9. A processor for fusion detection, wherein the processor is configured to execute computer instructions stored in a non-volatile memory to fulfill following:
establishing a table corresponding to multiple blocks of a frame, where N is a natural number;
determining a value of each cell of the table according to a historical first value of objection detections of corresponding blocks across from a 0-th first sensing data to a N-th first sensing data and a historical second value of objection detections of the corresponding blocks across from a 0-th second sensing data to a N-th second sensing data; and
determining whether an object detection of the frame is presented or not based on the value of the cell corresponding to the block of the object detection,
wherein the 0-th first sensing data to the N-th first sensing data are gathered from a first sensor, the 0-th second sensing data to the N-th second sensing data are gathered from a second sensor, the 0-th first sensing data to the N-th first sensing data and the 0-th second sensing data to the N-th second sensing data are related to a overlapped field of view of the first and the second sensors.
10. The processor as claimed in claim 9, wherein said determining the value of each cell of the table further comprises probabilistic divergence processes of the historical first value and the historical second value.
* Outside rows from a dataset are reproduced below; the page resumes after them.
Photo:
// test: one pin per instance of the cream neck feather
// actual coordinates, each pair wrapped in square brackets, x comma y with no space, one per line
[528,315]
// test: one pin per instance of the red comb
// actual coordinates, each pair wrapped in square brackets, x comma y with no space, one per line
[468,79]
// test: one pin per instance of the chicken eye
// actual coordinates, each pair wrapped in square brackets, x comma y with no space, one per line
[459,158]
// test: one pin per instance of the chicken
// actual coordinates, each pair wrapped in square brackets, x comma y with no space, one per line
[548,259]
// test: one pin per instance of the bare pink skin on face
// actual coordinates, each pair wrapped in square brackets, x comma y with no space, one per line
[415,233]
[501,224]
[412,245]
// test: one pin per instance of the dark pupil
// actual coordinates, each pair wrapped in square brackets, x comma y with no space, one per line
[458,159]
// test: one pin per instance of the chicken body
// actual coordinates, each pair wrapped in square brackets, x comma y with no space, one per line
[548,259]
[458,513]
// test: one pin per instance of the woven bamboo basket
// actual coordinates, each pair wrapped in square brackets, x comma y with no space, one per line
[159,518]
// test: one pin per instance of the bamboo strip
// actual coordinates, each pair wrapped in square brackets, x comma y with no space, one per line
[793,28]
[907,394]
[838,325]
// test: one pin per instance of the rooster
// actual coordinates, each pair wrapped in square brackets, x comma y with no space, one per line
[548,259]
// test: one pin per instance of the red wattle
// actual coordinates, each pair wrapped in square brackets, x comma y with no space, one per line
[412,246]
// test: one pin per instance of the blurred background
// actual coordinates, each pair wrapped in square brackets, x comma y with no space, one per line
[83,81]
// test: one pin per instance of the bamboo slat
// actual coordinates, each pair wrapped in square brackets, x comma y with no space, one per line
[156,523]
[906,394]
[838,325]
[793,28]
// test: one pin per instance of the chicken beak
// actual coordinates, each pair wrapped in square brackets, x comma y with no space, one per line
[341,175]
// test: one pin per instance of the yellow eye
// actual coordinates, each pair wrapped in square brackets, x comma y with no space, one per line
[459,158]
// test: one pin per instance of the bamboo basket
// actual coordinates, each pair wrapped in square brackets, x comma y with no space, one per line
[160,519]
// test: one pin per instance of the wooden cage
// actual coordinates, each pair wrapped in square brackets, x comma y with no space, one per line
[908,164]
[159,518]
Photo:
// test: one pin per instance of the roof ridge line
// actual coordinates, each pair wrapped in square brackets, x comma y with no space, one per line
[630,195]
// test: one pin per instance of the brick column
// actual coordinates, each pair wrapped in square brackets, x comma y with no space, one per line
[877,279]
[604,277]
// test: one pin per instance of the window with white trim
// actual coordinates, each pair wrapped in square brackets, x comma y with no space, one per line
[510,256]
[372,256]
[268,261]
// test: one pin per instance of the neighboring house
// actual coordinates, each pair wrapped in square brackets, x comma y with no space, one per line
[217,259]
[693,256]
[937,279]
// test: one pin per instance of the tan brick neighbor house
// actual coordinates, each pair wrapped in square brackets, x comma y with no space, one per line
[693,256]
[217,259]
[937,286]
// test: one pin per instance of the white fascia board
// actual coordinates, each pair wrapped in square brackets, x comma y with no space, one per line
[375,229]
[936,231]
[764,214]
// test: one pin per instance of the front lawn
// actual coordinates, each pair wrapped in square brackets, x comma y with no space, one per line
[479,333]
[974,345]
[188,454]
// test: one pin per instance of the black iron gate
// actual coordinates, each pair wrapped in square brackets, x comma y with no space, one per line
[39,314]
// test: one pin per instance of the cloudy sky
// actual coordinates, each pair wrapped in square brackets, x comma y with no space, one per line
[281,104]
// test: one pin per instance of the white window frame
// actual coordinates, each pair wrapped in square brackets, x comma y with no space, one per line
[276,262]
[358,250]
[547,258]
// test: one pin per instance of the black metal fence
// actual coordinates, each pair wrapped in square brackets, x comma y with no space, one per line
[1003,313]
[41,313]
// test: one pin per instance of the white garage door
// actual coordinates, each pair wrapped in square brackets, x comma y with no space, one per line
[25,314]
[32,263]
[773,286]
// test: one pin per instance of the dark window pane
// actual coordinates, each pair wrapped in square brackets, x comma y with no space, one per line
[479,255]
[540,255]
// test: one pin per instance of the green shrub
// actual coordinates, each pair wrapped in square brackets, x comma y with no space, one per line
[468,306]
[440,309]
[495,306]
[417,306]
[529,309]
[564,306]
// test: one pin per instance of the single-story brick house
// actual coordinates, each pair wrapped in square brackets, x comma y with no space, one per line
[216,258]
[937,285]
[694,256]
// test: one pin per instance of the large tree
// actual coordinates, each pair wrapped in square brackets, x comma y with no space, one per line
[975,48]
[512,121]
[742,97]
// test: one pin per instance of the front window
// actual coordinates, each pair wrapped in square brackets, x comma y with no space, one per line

11. The processor as claimed in claim 9, further configured to fulfill following:
correlating a first object detection in the N-th first sensing data with a second object detection in the N-th second sensing data; and
when the correlating the first object detection with the second object detection fails, performing said determining step of whether the non-correlated first object detection of the frame is presented or not.
12. The processor as claimed in claim 11, wherein when a first location of the first object detection is within a range of a second location of the second object detection, the correlating the first object detection with the second object detection successes.
13. The processor as claimed in claim 9,
wherein the 0-th first sensing data to the N-th first sensing data comprises range-based first data and pixel-based first data which is transformed from the range-based first data according to a transformation matrix,
wherein the 0-th second sensing data to the N-th second sensing data comprises pixel-based second data and range-based second data which is transformed from the pixel-based second data according to the transformation matrix.
14. The processor as claimed in claim 13, wherein the transformation matrix is prepared by a joint calibration step with regard to the first sensor and the second sensor.
15. The processor as claimed in claim 9, wherein the first sensor is an active sensor and the second sensor is a passive sensor.
16. The processor as claimed in claim 9, wherein the first sensor is one of following kinds of sensors: a millimeter wave RaDAR; and a LiDAR (light detection and ranging).
17. A fusion detection system, comprising: the processor; the first sensor; and the second sensor as claimed in claim 9.